Its test released the energy equivalent of about 400 tons of TNT.
Although
some people have speculated that they were attempting to build a
small bomb,
it is far more likely that this weapon was a fizzle, with less
than 1
percent of the plutonium exploded. In contrast, the energy
released from
burning jet fuel at the 9-11 World Trade Center attack was the
equivalent of
900 tons of TNT for each plane -- over twice that of the North
Korean Nuke.
The damage came from the fact that gasoline delivers 10
kilocalories per
gram, about 15 times the energy of an equal weight of TNT. It is
this huge
energy per gram that also accounts for our addiction to gasoline;
per gram,
high performance lithium-ion computer batteries carry only 1
percent as much
energy.
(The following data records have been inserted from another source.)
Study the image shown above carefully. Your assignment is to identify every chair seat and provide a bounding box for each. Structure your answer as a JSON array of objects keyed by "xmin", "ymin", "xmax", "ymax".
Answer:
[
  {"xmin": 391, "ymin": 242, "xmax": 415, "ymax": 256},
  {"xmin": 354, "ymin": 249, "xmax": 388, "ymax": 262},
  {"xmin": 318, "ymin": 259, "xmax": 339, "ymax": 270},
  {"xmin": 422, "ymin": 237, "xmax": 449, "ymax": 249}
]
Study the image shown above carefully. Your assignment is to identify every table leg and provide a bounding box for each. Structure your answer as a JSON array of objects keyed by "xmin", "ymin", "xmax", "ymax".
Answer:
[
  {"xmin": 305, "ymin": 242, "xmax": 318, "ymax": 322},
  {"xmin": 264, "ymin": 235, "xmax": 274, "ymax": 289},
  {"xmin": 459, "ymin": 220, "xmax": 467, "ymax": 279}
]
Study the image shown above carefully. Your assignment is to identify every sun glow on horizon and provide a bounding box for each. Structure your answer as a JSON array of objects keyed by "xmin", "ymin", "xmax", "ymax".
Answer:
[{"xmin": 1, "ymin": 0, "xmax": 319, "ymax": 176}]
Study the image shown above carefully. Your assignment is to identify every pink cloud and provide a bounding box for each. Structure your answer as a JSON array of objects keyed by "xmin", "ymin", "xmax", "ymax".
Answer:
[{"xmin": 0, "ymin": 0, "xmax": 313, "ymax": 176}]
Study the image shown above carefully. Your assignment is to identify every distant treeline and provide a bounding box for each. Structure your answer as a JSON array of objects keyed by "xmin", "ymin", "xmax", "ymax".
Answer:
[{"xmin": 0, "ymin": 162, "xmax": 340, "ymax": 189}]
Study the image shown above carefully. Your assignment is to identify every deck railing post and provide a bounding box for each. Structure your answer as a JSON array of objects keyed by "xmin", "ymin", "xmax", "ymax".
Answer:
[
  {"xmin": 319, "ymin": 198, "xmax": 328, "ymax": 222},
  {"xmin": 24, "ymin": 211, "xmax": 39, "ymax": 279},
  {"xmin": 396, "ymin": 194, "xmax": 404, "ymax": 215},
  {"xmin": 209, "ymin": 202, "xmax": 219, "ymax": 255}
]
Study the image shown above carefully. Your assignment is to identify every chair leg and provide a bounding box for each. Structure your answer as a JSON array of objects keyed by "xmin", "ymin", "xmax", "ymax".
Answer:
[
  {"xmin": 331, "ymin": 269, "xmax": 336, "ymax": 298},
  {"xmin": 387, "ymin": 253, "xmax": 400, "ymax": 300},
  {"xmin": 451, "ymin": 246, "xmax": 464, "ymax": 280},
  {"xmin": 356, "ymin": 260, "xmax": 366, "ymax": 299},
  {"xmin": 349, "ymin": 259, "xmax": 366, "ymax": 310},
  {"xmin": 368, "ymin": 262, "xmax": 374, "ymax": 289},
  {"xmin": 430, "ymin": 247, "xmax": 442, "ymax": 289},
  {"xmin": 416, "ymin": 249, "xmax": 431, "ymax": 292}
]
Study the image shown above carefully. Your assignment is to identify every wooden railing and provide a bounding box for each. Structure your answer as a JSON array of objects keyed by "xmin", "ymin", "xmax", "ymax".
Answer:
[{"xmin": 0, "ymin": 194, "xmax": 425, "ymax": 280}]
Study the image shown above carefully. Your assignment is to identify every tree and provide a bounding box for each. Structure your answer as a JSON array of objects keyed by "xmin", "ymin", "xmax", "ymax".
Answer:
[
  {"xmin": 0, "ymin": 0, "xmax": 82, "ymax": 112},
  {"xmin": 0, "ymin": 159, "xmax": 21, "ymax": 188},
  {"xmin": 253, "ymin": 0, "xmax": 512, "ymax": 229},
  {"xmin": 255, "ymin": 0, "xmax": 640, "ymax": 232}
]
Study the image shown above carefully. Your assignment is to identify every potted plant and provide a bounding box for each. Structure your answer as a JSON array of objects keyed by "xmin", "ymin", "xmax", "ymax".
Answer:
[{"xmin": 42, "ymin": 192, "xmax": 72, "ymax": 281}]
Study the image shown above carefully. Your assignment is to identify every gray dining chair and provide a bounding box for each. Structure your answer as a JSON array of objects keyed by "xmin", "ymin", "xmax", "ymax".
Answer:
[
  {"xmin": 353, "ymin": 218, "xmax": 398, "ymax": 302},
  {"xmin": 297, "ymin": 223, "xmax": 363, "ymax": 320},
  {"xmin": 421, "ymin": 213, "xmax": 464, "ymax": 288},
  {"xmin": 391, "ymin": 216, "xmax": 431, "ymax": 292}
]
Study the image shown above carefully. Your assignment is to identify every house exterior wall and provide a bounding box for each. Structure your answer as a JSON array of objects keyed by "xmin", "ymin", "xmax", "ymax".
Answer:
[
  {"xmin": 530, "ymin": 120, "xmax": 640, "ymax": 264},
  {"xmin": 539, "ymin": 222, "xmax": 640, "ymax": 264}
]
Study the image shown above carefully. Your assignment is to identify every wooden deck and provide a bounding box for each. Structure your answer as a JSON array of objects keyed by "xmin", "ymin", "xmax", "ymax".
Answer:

A dirty bomb (radiological weapon) is also unattractive to
terrorists because of the threhold effect: doses less than 100
rem produce
no radiation illness and will leave no dead bodies at the scene.
That may be
why al Qaeda instructed Jose Padilla to abandon his plans for a
dirty bomb
attack in Chicago, and to try a fossil fuel attack (natural gas)
instead. I
will argue that the biggest terrorist threat is the conventional
low-tech
one, such as an airplane attack on a crowded stadium using the
explosive
fuel that they can legally buy at the corner station.